Le sénateur Saheen parle des pourparlers avec Kurti et Vucinqiqi L'UE attendra à jamais le Kosovo et la Serbie

La sénatrice américaine Jeanne Shaheen, qui s'est récemment rendue dans les Balkans occidentaux avec son collègue démocrate Peter Welch, y compris le Kosovo, s'est dite préoccupée par la question non résolue des relations entre la Serbie et le Kosovo et par la rhétorique du dirigeant de la Republika Srpska Milorad Dodik en Bosnie-Herzégovine. Sénateur démocrate du New Hampshire souligne [...]
Le sénateur démocrate du New Hampshire souligne à Voice of America que le Congrès a assez de capacité pour prêter attention à la région, malgré les crises au Moyen-Orient et en Ukraine et le fait que l'Amérique entre dans une année électorale.
Parlant des problèmes de sécurité croissants dans la région, Shaheen a déclaré que le Kosovo et la Serbie les ont exhortés à reprendre le dialogue.
Il y a deux défis. La première est la question actuelle entre le Kosovo et la Serbie. Nous savons que l'invasion du Kosovo a eu lieu le 24 septembre, quand un policier du Kosovo et trois Serbes ont été tués. Cette limite et la façon de résoudre ces problèmes à l'avenir suscitent de vives préoccupations. J'ai eu l'occasion de rencontrer le Premier Ministre Albin Kurti et le Président Vjosa Osmani pour exprimer ma préoccupation au sujet de tout ce qui s'est passé et exprimer mes condoléances. J'ai également demandé au Premier ministre Kurti de revenir à la table des négociations et de résoudre les problèmes avec la Serbie. J'ai eu l'occasion de parler au téléphone avec le président de la Serbie, Aleksandar Vuciq, pour lui faire part de ma préoccupation et lui demander de faire la même chose aux négociations, parce que la normalisation des relations entre les deux pays est la seule façon de résoudre ce cas” a souligné le sénateur.
Elle a déclaré que le dialogue avec l'UE ne serait peut-être pas pour toujours une chance, étant donné les défis auxquels l'Europe est confrontée, tels que la guerre en Ukraine et les défis au Moyen-Orient.

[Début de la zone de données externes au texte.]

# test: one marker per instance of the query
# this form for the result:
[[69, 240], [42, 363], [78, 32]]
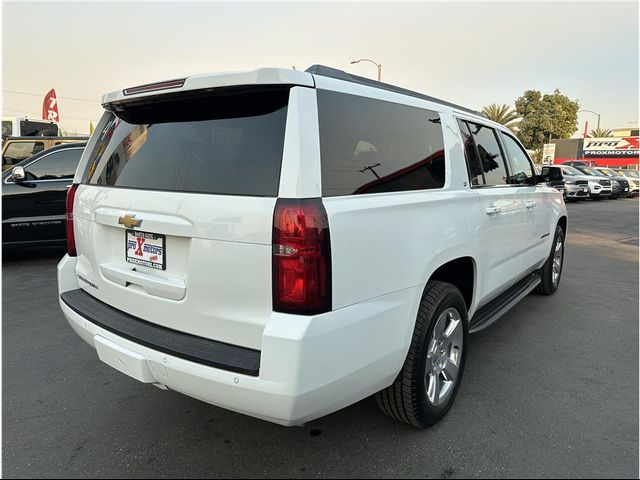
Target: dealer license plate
[[146, 249]]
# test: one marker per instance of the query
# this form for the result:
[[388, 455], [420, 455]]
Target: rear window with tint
[[229, 142], [374, 146]]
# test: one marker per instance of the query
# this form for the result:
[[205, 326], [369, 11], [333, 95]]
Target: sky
[[473, 54]]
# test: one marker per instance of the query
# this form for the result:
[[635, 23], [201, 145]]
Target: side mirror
[[18, 174], [542, 178]]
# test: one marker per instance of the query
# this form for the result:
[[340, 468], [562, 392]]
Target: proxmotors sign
[[611, 147]]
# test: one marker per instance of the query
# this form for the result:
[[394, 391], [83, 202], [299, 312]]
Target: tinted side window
[[17, 151], [474, 166], [493, 166], [373, 146], [521, 171], [55, 166]]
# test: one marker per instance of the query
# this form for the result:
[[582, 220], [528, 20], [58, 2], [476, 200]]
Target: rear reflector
[[301, 257], [71, 239]]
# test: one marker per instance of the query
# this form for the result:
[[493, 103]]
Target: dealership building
[[621, 150]]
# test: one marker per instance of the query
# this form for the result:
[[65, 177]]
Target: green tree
[[545, 116], [600, 133], [502, 114]]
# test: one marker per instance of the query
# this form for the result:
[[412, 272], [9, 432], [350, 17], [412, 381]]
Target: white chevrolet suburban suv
[[284, 244]]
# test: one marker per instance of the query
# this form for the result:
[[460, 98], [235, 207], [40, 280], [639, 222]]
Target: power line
[[86, 100]]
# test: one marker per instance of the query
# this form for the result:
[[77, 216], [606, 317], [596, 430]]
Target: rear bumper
[[309, 366]]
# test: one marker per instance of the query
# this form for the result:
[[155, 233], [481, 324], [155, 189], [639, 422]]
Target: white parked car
[[284, 244]]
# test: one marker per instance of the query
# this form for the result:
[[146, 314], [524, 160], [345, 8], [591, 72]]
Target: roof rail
[[347, 77], [45, 137]]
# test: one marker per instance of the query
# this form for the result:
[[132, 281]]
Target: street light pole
[[595, 113], [378, 65]]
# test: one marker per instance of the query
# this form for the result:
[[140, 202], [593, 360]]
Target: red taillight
[[71, 239], [301, 257]]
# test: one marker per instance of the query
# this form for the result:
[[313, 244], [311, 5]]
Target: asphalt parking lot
[[549, 391]]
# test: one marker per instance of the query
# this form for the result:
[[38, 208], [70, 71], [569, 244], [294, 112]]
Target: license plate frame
[[154, 253]]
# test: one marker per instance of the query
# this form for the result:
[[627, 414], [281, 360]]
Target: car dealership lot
[[550, 390]]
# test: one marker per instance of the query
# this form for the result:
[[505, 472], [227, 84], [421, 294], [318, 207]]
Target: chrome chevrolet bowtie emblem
[[129, 221]]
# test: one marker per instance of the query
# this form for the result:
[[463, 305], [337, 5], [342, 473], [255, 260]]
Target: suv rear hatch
[[173, 217]]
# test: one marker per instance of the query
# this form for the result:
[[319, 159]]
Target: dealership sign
[[611, 147]]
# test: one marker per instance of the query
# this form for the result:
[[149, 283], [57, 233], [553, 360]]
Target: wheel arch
[[460, 272]]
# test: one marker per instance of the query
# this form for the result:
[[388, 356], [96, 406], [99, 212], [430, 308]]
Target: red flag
[[50, 106]]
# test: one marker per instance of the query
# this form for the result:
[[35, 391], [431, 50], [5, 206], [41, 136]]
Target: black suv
[[34, 194]]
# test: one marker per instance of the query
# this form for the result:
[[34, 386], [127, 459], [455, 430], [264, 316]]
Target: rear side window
[[485, 160], [55, 166], [227, 143], [17, 151], [521, 170], [374, 146]]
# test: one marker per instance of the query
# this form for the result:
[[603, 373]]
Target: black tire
[[406, 399], [547, 285]]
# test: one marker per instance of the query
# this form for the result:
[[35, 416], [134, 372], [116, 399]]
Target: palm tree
[[502, 114], [600, 133]]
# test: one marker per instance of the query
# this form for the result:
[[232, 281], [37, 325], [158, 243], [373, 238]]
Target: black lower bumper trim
[[190, 347]]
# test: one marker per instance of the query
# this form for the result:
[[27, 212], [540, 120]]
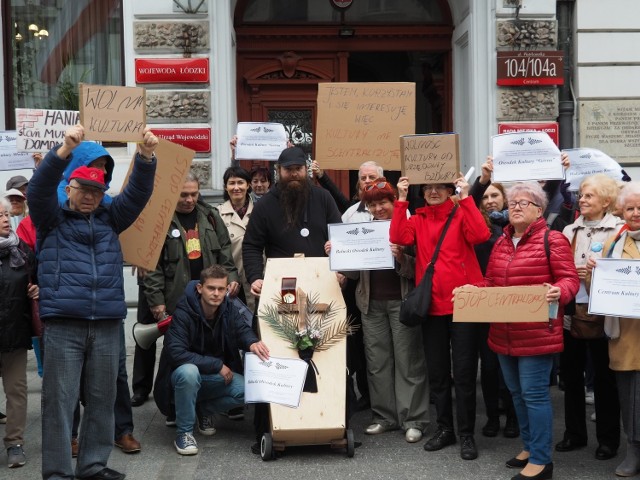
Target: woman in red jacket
[[444, 341], [525, 350]]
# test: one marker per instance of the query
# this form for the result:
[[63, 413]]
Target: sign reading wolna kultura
[[112, 113]]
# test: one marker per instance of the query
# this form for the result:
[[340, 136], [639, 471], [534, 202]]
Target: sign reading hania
[[530, 68]]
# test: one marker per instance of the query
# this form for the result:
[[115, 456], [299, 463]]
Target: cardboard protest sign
[[432, 158], [40, 130], [358, 122], [10, 158], [112, 113], [142, 242], [501, 304]]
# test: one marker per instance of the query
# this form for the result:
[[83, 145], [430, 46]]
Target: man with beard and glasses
[[291, 218]]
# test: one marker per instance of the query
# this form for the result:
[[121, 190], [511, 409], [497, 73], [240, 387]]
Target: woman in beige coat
[[235, 213], [624, 333]]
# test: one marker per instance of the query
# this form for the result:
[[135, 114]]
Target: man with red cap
[[82, 301]]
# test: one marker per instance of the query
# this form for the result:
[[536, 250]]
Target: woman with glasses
[[396, 369], [16, 269], [596, 198], [527, 255], [446, 344]]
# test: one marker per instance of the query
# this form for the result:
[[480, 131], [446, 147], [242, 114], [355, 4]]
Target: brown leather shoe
[[128, 444], [74, 447]]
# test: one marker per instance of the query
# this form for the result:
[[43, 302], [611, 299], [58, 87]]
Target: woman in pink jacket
[[527, 255], [446, 342]]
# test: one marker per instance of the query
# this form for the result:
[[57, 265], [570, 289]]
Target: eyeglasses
[[522, 203], [92, 192], [380, 185], [437, 188]]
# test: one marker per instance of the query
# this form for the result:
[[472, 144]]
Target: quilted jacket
[[528, 265]]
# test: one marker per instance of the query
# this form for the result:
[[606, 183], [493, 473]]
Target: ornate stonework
[[171, 37], [517, 104], [178, 106], [527, 35]]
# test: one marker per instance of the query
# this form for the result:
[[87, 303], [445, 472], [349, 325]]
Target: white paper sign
[[589, 161], [10, 158], [525, 156], [360, 246], [41, 130], [277, 380], [260, 141], [615, 288]]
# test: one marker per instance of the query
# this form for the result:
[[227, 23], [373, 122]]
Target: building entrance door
[[279, 66]]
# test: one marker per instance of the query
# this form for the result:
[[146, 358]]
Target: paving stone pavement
[[227, 455]]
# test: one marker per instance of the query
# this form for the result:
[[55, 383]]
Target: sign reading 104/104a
[[530, 68]]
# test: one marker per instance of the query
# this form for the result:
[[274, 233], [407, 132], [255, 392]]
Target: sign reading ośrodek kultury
[[40, 130], [142, 242], [358, 122], [432, 158], [112, 113]]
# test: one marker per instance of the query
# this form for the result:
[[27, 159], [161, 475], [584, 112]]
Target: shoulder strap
[[444, 231], [547, 250]]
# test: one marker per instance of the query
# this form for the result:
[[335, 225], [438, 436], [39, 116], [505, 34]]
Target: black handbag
[[415, 306]]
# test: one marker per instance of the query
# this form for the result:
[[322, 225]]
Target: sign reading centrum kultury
[[358, 122], [112, 113], [172, 70]]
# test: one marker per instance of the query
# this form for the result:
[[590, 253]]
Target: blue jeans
[[74, 346], [528, 381], [209, 392], [122, 408]]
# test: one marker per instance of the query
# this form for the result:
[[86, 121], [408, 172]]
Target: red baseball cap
[[89, 176]]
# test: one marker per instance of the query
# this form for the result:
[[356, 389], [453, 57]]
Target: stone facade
[[171, 37], [522, 103], [178, 106], [527, 34]]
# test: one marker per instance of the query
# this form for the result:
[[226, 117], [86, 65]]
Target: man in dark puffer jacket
[[200, 366], [82, 301]]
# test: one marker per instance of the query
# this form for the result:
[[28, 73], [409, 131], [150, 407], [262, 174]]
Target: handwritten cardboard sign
[[432, 158], [142, 242], [10, 158], [112, 113], [40, 130], [358, 122], [501, 304]]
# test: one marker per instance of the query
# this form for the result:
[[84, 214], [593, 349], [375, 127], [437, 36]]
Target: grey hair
[[532, 189], [4, 201], [371, 163], [628, 189], [192, 176]]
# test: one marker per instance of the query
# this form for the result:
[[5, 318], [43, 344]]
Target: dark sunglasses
[[380, 185]]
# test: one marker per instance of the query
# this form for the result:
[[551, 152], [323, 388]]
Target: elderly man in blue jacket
[[200, 365], [82, 301]]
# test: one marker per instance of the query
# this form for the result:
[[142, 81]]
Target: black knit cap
[[292, 156]]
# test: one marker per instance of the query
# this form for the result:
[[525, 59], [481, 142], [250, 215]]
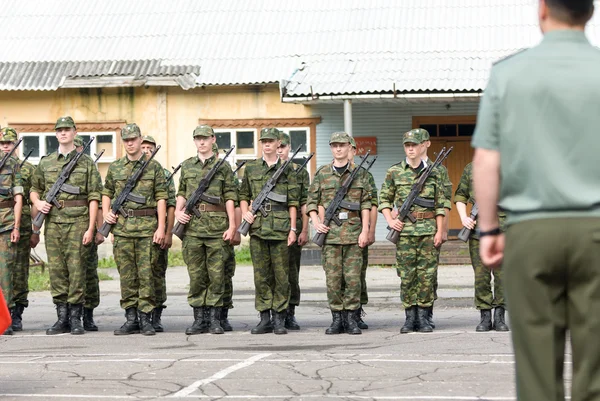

“Je pense que cela pourrait manquer de temps pour l'occasion qui leur est donnée. Je sais que le Kosovo et la Serbie ont dit qu'il était dans leur intérêt d'adhérer à l'Union européenne et de faire partie de l'Alliance atlantique en raison des possibilités économiques que cela ouvre, et franchement, même des possibilités de sécurité. Nous savons que Ursula von der Leyeen, présidente de la Commission européenne, était dans la région cette semaine et que le sujet de discussion était des incitations économiques pour les pays qui mettent en œuvre des réformes qui les rapprochent de l'UE. Cette chance ne sera peut-être pas pour toujours si nous prenons en compte les défis auxquels l'Europe est confrontée depuis la guerre en Ukraine et l'invasion russe de ce pays, les défis au Moyen-Orient et les conflits éventuels dans le monde. L'UE essaie d'aider les pays qui ne veulent pas être autocratiques, qui ne veulent pas soutenir un dictateur comme Vladimir Poutine. Il essaie de les aider à progresser vers la démocratie. Mais je ne pense pas que cette opportunité existera pour toujours. Et j'espère que la Serbie et le Kosovo pourront parvenir à un accord et trouver un moyen de vivre ensemble. Je comprends qu'ils ne se connaissent peut-être pas, mais pour au moins s'assurer que leurs citoyens ne vivent pas en conflit, avec peur, ils ne devraient pas s'inquiéter, je pense que c'est très important” a dit plus loin.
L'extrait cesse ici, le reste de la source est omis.